The Energy Commission and ARPA-E support many innovators, but their collaboration has extended to three recent projects:

  • This month the Energy Commission provided follow-on funding ($1.5M each) for ARPA-E funded Halotechnics ($3.3M ARPA-E award) and the University of California, Los Angeles ($2.4M ARPA-E award) to advance their thermal energy storage technologies. These technologies will help reduce costs and improve the efficiency of thermal energy storage, leading to increased capacity and distribution of concentrated solar electric generation.
  • In June, the Energy Commission provided follow-on funding ($1.2M) for ARPA-E funded BlackPak Inc. to build a natural gas storage tank prototype for light-duty vehicles.
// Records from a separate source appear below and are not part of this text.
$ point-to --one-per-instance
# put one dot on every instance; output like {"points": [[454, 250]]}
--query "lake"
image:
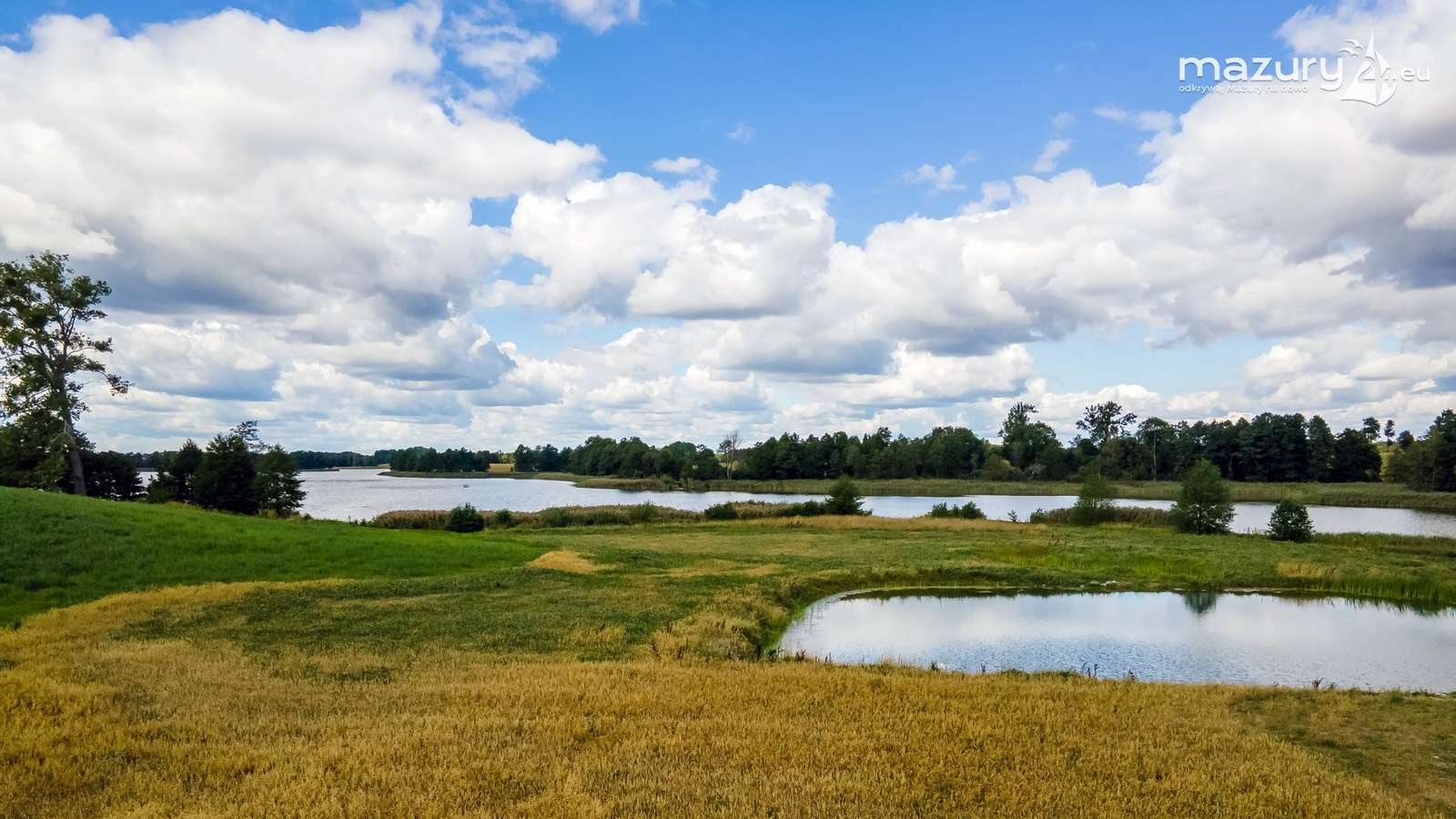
{"points": [[359, 494], [1155, 636]]}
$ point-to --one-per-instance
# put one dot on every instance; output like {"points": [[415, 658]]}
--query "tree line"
{"points": [[1111, 442], [47, 359]]}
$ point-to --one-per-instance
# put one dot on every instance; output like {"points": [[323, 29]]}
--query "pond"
{"points": [[1154, 636], [360, 494]]}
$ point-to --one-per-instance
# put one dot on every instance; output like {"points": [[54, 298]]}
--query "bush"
{"points": [[721, 511], [1140, 515], [967, 511], [465, 519], [1290, 522], [844, 499], [1203, 504], [1094, 501], [642, 513], [805, 509]]}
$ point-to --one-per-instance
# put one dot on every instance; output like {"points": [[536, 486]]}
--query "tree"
{"points": [[1158, 436], [844, 499], [225, 479], [1321, 450], [174, 480], [1104, 421], [1290, 522], [1094, 501], [277, 484], [44, 308], [1203, 504], [111, 475], [1370, 428], [1026, 440], [1354, 460], [465, 519], [728, 450]]}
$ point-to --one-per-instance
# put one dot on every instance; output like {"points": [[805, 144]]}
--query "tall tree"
{"points": [[1321, 450], [225, 480], [1104, 421], [1370, 428], [728, 450], [46, 350], [277, 484]]}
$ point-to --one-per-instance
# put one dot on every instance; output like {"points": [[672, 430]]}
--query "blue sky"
{"points": [[856, 96]]}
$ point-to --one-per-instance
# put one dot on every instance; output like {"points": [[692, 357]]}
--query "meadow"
{"points": [[237, 666]]}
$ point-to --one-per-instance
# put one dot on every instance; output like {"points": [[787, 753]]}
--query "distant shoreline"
{"points": [[1359, 496]]}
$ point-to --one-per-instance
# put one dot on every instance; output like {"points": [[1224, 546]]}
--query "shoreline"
{"points": [[1353, 496]]}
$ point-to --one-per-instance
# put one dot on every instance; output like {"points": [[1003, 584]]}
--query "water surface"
{"points": [[364, 493], [1154, 636]]}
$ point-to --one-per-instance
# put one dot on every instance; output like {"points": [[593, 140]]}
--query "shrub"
{"points": [[1142, 515], [805, 509], [1094, 501], [411, 519], [967, 511], [642, 513], [1290, 522], [1203, 504], [844, 499], [721, 511], [465, 519]]}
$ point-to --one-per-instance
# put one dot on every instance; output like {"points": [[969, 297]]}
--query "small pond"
{"points": [[1154, 636]]}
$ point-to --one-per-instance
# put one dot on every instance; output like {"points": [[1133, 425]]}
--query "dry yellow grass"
{"points": [[568, 561], [106, 726]]}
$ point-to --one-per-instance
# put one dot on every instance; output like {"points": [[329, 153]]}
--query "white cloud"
{"points": [[1050, 153], [939, 179], [601, 15], [742, 133], [681, 165], [1140, 120]]}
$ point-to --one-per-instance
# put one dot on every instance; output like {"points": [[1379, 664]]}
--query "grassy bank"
{"points": [[612, 671], [1380, 496]]}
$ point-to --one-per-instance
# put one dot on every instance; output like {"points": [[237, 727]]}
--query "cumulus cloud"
{"points": [[601, 15], [742, 133], [298, 245], [1050, 155], [1140, 120], [939, 179]]}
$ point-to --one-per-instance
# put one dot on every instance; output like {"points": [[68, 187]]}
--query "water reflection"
{"points": [[1176, 637], [1200, 602]]}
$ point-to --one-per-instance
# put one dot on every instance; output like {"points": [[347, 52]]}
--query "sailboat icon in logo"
{"points": [[1372, 85]]}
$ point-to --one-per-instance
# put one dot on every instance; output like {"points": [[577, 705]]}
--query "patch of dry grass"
{"points": [[568, 561], [104, 726]]}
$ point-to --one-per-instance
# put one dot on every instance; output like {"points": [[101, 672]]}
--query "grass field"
{"points": [[324, 669], [1383, 496]]}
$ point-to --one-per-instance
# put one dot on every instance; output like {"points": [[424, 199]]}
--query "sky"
{"points": [[485, 223]]}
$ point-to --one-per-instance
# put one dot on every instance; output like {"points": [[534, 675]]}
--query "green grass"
{"points": [[58, 550], [468, 589], [194, 693]]}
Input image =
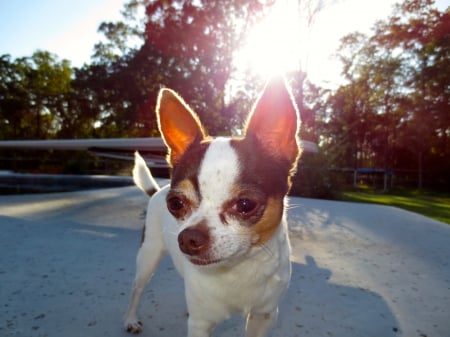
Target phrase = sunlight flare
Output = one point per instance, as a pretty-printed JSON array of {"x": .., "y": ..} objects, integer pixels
[{"x": 274, "y": 45}]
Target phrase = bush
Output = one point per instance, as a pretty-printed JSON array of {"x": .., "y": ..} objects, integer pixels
[{"x": 314, "y": 179}]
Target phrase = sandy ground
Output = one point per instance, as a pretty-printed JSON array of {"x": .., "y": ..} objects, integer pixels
[{"x": 67, "y": 263}]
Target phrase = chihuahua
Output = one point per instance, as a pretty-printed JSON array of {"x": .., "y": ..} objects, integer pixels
[{"x": 222, "y": 217}]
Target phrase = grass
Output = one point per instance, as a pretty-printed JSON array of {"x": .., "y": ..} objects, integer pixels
[{"x": 433, "y": 205}]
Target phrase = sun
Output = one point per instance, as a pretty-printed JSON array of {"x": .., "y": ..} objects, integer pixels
[{"x": 273, "y": 46}]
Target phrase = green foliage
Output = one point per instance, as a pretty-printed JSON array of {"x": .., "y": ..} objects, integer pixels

The Energy Commission’s funding will enable BlackPak to create a prototype of the innovative sorbent-based natural gas tank it developed through its initial $5.4 million ARPA-E award. BlackPak is building the storage system from carbon materials that allow natural gas to be stored at a lower pressure. If successful, the storage system will reduce cost and can be added into a vehicle’s design without sacrificing passenger space.

The Energy Commission runs several energy research and development programs to advance energy efficiency, renewable energy and other energy-related subjects, including the new Electric Program Investment Charge (EPIC) program that invests in improvements to the state’s electricity systems. The Energy Commission plans to showcase these programs to the energy research and development community at the 2015 ARPA-E Energy Innovation Summit in February.

Look for opportunities by visiting the websites of ARPA-E and the Energy Commission.

Advancement of residential solar water heaters

About 35 percent of natural gas used in California homes is used to heat water. To reduce the use of natural gas the California Energy Commission has funded research to increase the effectiveness of residential solar water heating systems and reduce the price tag.

Researchers at the University California, Merced are developing an aluminum solar mini-channel collector that is showing promise. Now the UC Merced campus is interested in installing these collectors as it pursues the goal of zero-net-energy by 2020.

The “channels” found in mini-channel solar water heating panels have a much smaller “hydraulic diameter” (the area that water flows through in a pipe) than the copper tubes found in traditional solar water heating panels. This smaller diameter allows for a much greater number of tubes or “channels” to be fitted on to a similar sized solar panel. The increased number of channels translates to an increase in the surface area that can absorb solar energy and result in an increase in the amount of solar energy that can be absorbed by water or other fluids. Because of the significant increase in solar energy absorbed, researchers were able to use aluminum (a metal much less expensive than the copper used in traditional solar water heating panels) as the material to build the solar panels.

The price of a traditional solar water heating system is significantly more than the typical natural gas water heating system. Solar water heating can cost about $6,700 for a typical California home. Natural gas systems are typically at prices of about $1,000. Yet the operating cost of solar systems can be less than natural gas systems. It is estimated that if only 20 percent of potential solar water heating savings were realized, California homeowners would save nearly $200 million a year. Experts consider home solar water heating systems as the home feature with the highest potential to reduce the use of natural gas.

Mini-channel technology has been successfully utilized in the automotive, air conditioning, and electronics cooling industries due to improved performance and compact size compared to round-tube heat exchangers. The transition to mini-channel technology, however, has not taken place yet in the solar industry.